M. Jean-Claude Trichet s'est alors inquiété de l'information de l'opinion publique sur la question de l'attractivité économique de la France. Il a rappelé que la libéralisation des capitaux au début des années 1990 avait été précédée en France par la publication d'un rapport - confié à l'époque à M. Daniel Lebègue - qui s'interrogeait sur les mesures à prendre pour éviter les délocalisations. On avait ensuite, tout au long des années 1990, perdu de vue dans une large mesure les contraintes imposées par les libéralisations de mouvements de capitaux intervenues dans les années 1980 et en 1990.

Un large débat s'est alors instauré.

M. André Ferrand, rapporteur, a souligné la difficulté d'obtenir des chiffres précis sur les expatriations et a insisté sur le besoin de faire de la pédagogie auprès de tous les acteurs économiques pour les sensibiliser à la nécessité de rendre notre pays attractif pour les investisseurs étrangers et les entrepreneurs.

M. Philippe Adnot s'est demandé s'il ne fallait pas distinguer les investissements physiques des simples prises de contrôle d'entreprises déjà existantes. Il a également regretté que trop peu de jeunes Français aillent à l'étranger.

M. Marcel-Pierre Cléach a jugé accablant le coût de revient pour une entreprise française d'un salarié ayant une valeur internationale.

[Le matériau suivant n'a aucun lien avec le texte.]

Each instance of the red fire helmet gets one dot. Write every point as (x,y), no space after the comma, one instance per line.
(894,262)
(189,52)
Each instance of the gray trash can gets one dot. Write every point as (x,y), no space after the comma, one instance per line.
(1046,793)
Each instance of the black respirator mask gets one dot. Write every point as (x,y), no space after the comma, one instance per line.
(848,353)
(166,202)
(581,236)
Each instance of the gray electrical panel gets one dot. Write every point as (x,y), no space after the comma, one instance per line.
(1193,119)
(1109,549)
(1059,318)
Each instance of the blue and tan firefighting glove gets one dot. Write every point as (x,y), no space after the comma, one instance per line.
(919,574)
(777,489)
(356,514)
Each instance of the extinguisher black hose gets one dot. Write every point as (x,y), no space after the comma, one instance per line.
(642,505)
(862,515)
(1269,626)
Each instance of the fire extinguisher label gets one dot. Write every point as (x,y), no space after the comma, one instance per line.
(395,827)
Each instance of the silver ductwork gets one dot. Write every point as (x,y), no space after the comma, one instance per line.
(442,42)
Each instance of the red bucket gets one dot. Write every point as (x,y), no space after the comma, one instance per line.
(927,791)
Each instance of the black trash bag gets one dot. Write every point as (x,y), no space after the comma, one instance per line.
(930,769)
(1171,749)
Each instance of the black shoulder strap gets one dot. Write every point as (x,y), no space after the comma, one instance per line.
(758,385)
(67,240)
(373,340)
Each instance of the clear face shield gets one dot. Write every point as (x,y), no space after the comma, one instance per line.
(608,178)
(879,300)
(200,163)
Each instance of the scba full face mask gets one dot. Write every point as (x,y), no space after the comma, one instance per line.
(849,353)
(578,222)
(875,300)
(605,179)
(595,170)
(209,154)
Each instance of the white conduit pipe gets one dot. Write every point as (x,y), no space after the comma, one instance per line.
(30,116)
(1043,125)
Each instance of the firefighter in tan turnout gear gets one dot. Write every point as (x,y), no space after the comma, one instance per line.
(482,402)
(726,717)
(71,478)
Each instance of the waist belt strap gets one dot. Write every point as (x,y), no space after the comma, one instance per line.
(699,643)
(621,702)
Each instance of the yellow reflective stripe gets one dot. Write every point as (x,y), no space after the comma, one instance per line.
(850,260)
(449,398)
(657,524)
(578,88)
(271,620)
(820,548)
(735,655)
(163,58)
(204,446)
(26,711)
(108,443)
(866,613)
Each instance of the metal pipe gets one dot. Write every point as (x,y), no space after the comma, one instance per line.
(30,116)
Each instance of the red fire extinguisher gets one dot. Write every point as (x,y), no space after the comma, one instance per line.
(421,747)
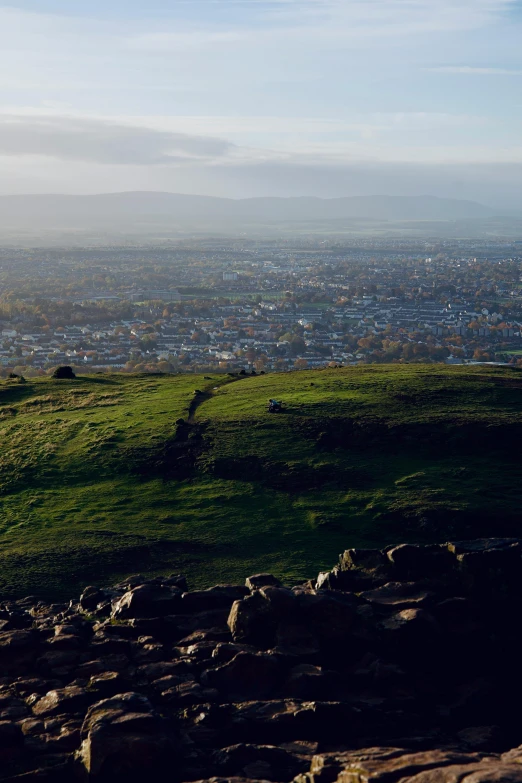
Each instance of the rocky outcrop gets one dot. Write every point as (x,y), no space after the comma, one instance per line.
(400,664)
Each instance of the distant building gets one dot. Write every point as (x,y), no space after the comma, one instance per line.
(152,294)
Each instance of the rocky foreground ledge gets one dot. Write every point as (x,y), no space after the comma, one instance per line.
(398,665)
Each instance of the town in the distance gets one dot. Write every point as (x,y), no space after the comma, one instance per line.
(224,305)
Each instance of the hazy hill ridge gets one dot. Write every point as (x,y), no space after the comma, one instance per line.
(114,474)
(66,211)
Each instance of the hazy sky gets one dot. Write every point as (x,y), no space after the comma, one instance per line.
(247,97)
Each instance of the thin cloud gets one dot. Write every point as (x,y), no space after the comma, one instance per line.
(68,138)
(479,71)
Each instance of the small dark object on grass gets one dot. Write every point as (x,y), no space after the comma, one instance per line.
(65,371)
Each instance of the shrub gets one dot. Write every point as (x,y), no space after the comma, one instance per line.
(64,372)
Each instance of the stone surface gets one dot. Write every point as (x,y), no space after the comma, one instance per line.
(397,666)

Il a alors estimé que l'analyse de la direction générale des impôts relative à l'impact des mesures fiscales sur l'expatriation sous-évaluait le phénomène et s'est inquiété de la montée en puissance d'une " révolte " fiscale.

En réponse, M. Jean-Claude Trichet, gouverneur de la Banque de la France, a insisté sur la difficulté culturelle pour la France à prendre pleinement conscience de l'européanisation et de l'internationalisation de son économie qui s'étaient formidablement accélérées au cours des vingt dernières années. Il a rappelé que dans les années 80 un consensus multipartisan s'était dégagé sur la nécessité d'adapter la France à son environnement économique. Cette stratégie avait alors permis d'obtenir de grands succès et a permis de donner à notre économie aujourd'hui un niveau de compétitivité exceptionnel qui explique largement notre niveau actuel de croissance et nos surplus externes. Il a regretté un certain affaiblissement apparent de ce consensus.

Puis M. Jean-Claude Trichet a tenu à relativiser la différence entre les investissements physiques et les prises de contrôle. Il a, par ailleurs, constaté que les services à haute valeur ajoutée seront prédominants dans les économies pour les années à venir et a souhaité que la France ne passe pas à côté de cette évolution essentielle en raison notamment de sa politique fiscale.

En conclusion, il a cependant fait preuve d'optimisme en rappelant les succès économiques français et en notant que si le Parlement français pouvait légitimement s'inquiéter du phénomène d'expatriation et du relatif manque d'attractivité de la France pour les cadres supérieurs étrangers ayant une valeur internationale de marché, ce mouvement n'était pas irréversible, et qu'il ne dépendrait que de nous de créer un environnement plus favorable.